We also had to move our field shop operations into the IBC because the field shop was outside of the [closed loop to protect against COVID]. We didn’t really have space for it and all of a sudden we’re doing our cable allocations in a small room that had network connectivity so we could do a lot of pre-testing with Stamford. But getting the equipment out was a three-day process because the equipment had to go to a holding area and be tested for COVID.

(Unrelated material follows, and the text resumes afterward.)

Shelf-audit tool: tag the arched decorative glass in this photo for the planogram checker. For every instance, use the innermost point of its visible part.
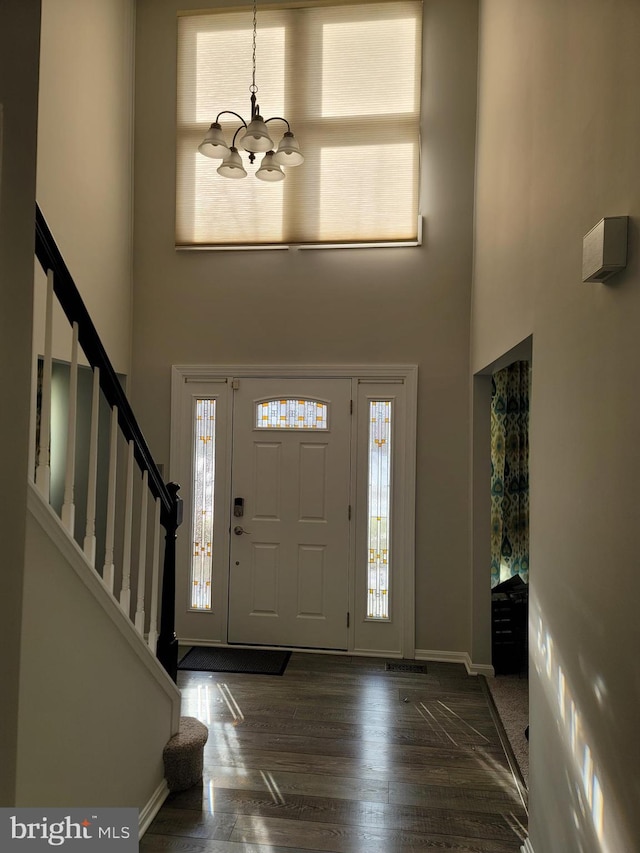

The Friends and Family segments connected athletes at the games with friends and family back home live via two-way video conferencing. Darrell Jefferson discusses the effort and why it was so successful:
Jefferson: We put a lot of cameras in the living rooms and backyards of the families of the athletes because they were not allowed in the stands. And it gave us a new vantage point and added a layer to the production. Also moving some of the production back home is something we’ve proven is possible so now we need to figure out when it is appropriate.
NBC Sports did the impossible when they produced a Super Bowl in the middle of a Winter Olympics. Craig Bernstein discussed the efforts:
Bernstein: The biggest challenge of Los Angeles was the scope as we had six locations throughout the city. We had to do a lot of planning work with the transmission and IT teams to connect everything back to SoCal Stadium. There were eight different mobile units connected from outside SoCal and we built an EVS network with 33 servers and 20 virtual IP Directors to give everyone access to share files and move signals. That worked flawlessly.